Total RNA-seq of cancer cells with inhibition of DNA and/or histone methylation

Endogenous Retroviruses (ERVs) silencing mechanism depend on DNA methylation, heterochromatin conformation and the PRC2 complex. However, extensive maps of ERVs distribution and the associated epigenetic marks have not yet been provided in human cancer cells. Our purpose in this study is to investigate ERVs expression changes after inhibition of DNA and/or histone methylations. Total RNA-seq in human colon cancer HCT116 cells following DNA methylation inhibitor treatment or knockdown of individual H3K9me2/3 histone methyltransferases revealed that about 1,000 of evolutionary young ERVs were predominantly silenced by DNA methylation, whereas about 800 of intermediate age ERVs were silenced by histone methylations.
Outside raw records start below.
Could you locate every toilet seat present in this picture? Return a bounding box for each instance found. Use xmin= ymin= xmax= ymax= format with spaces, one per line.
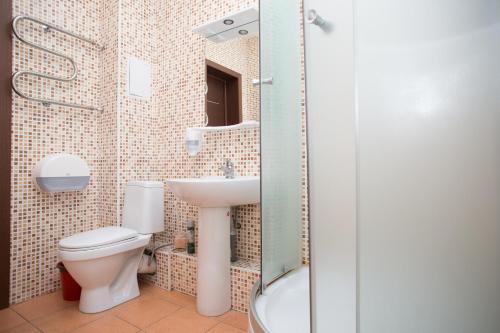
xmin=60 ymin=236 xmax=139 ymax=252
xmin=59 ymin=227 xmax=150 ymax=262
xmin=59 ymin=226 xmax=138 ymax=250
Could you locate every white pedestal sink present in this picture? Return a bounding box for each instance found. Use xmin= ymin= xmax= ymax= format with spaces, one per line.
xmin=166 ymin=176 xmax=260 ymax=316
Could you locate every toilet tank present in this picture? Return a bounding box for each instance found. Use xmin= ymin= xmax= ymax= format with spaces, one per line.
xmin=123 ymin=181 xmax=164 ymax=234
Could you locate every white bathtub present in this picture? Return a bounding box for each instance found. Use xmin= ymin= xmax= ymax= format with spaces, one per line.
xmin=249 ymin=266 xmax=310 ymax=333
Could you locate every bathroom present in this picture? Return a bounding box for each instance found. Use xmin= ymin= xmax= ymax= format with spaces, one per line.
xmin=0 ymin=0 xmax=499 ymax=333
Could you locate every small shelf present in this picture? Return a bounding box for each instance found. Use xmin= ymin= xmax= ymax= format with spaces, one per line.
xmin=188 ymin=120 xmax=259 ymax=134
xmin=156 ymin=246 xmax=260 ymax=273
xmin=185 ymin=120 xmax=259 ymax=156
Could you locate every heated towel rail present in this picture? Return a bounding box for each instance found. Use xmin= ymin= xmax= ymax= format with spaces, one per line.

ERVs therefore have undergone an epigenetic switch in silencing mechanism during host genome evolution. Total RNA-seq were performed in four human cancer cell lines (HCT116, HL60, MCF7 and HepG2) following DNA methylation inhibitor (5-aza-CdR) treatment or knockdown of individual H3K9me2/3 histone methyltransferases (G9a, SETDB1, SETDB2, SUV39H1 and SUV39H2), H3K27me3 (EZH2) or a scaffold protein TRIM28. Dual inhibition of DNA methylation and histone modifications were conducted after 5-aza-CdR treatment and knockdown of individual histone methyltransferases (G9a, SETDB1, SETDB2, SUV39H1, SUV39H2 and EZH2) and TRIM28.